Dipl.-Finanzwirt Frank Henseler
Rz. 28
Stand: 6. A. – ET: 07/2024
Vorsteuern sind stets nur in dem Mitgliedstaat erstattungsfähig, in dem sie angefallen sind. Maßgeblich sind dabei grundsätzlich die materiellen Vorschriften über den Vorsteuerabzug, die im Mitgliedstaat der Erstattung gelten. Die Vorsteuervergütung ist in allen Mitgliedstaaten beschränkt auf den Umfang, der für den Vorsteuerabzug nach dem jeweiligen nationalen Recht für die normale Umsatzsteuerveranlagung gilt. Vorsteuern auf bestimmte Kosten können nicht in allen Mitgliedstaaten gleichermaßen geltend gemacht werden. Die meisten Staaten kennen sog. Vorsteuerausschlüsse. Das betrifft insbesondere den Bereich der Repräsentationskosten sowie Reisekosten und Aufwendungen für Unterbringung und Verpflegung. Aber auch im Bereich der Kfz-Kosten bestehen zum Teil weit reichende Vorsteuerausschlüsse.
Rz. 29
Stand: 6. A. – ET: 07/2024
Über die Höhe der Erstattung bestimmt nicht der Staat allein, in dem der Antrag gestellt wird (vgl. EuGH vom 13.07.2000, Rs. C-136/99, BFH/NV Beilage 2001, 112). Ein Unternehmer, der in seinem Sitzstaat nur teilweise zum Vorsteuerabzug berechtigt ist, hat grundsätzlich Anspruch auf Rückerstattung von Vorsteuern, die in einem anderen (Erstattungs-)Staat angefallen sind. Auch Unternehmer, die mit ihren Umsätzen im Sitzstaat steuerpflichtig sind und im Erstattungsstaat steuerbefreit, haben Anspruch auf partielle Rückerstattung der im Mitgliedstaat der Erstattung angefallenen Vorsteuern.
Rz. 30
Stand: 6. A. – ET: 07/2024
Die Erstattung scheidet aus für in Rechnung gestellte Mehrwertsteuerbeträge für Lieferungen (i. g. Lieferungen oder Ausfuhrlieferungen), die steuerfrei sind oder befreit werden können. Gleiches gilt für nach den Rechtsvorschriften des Mitgliedstaats der Erstattung fälschlich in Rechnung gestellte Mehrwertsteuerbeträge.

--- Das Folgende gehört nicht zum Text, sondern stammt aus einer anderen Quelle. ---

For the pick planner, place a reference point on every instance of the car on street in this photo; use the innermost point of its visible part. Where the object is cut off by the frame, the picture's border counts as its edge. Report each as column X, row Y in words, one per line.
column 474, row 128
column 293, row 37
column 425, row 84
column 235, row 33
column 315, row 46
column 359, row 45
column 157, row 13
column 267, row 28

Damit scheidet – wie im normalen Besteuerungsverfahren – eine Erstattung aus für Steuern, die nur aufgrund eines unzutreffenden Steuerausweises, nicht aber aufgrund des Umsatzes geschuldet werden.
TIPP
Um nicht Gefahr zu laufen, evtl. auf einer zu hoch ausgewiesenen und bereits an den Vertragspartner gezahlten USt "sitzen zu bleiben", sollte sich der Unternehmer immer davon überzeugen, dass die ihm in Rechnung gestellte Steuer dem Grunde und der Höhe nach zutreffend ist. Das gilt insbesondere für den Steuersatz.
Rz. 31
Stand: 6. A. – ET: 07/2024
Ein Unternehmer, der in seinem Sitzstaat gemischte (teils steuerpflichtige, teils steuerfreie) Umsätze bewirkt, hat grundsätzlich auch in einem solchen Fall Anspruch auf Erstattung von Vorsteuern eines anderen Mitgliedstaats (vgl. EuGH vom 13.07.2000, Rs. C-136/99, BFH/NV Beilage 2001, 112). Die Erstattung kann ihm nicht allein aufgrund dieser Tatsache verweigert werden, da der Unternehmer in seinem Sitzstaat ebenfalls zum anteiligen Vorsteuerabzug berechtigt ist.
Rz. 32
Stand: 6. A. – ET: 07/2024
Aufgrund des Austritts des Vereinigten Königreichs Großbritannien und Nordirland aus der EU mit Ablauf des 31.01.2020 ergeben sich Auswirkungen auf die Anwendung des deutschen Umsatzsteuerrechts, also auch des § 18g UStG (BMF vom 08.04.2019, UR 2019, 355). Allerdings gilt zunächst noch ein Übergangszeitraum. Nach Art. 126 des Austrittsabkommens zwischen dem Vereinigten Königreich und der EU (ABl. EU 2019, Nr. C 384 I, 1) ist bestimmt, dass dieser Übergangszeitraum am Tag des Inkrafttretens des Austrittsabkommens beginnt und am 31.12.2020 endet. Während dieses Übergangszeitraums gilt das Unionsrecht nach Art. 127 des Abkommens weiterhin für das Vereinigte Königreich und im Vereinigten Königreich, sofern im Austrittsabkommen nichts anderes bestimmt ist. Somit gilt § 18g UStG innerhalb dieses Zeitraums weiter.
Rz. 33
Stand: 6. A. – ET: 07/2024
Weitere Einzelheiten zur Anwendung der MwStSystRL auch nach Ablauf des Übergangszeitraums enthält Art. 51 des Abkommens. Nach Art. 51 Abs. 3 des Abkommens sind Anträge auf Rückerstattung von Mehrwertsteuer, die von einer im Vereinigten Königreich ansässigen steuerpflichtigen Person in einem Mitgliedstaat oder von einer in einem Mitgliedstaat ansässigen steuerpflichtigen Person im Vereinigten Königreich gezahlt wurde, nach den Bedingungen dieser Richtlinie spätestens am 31.3.2021 zu stellen.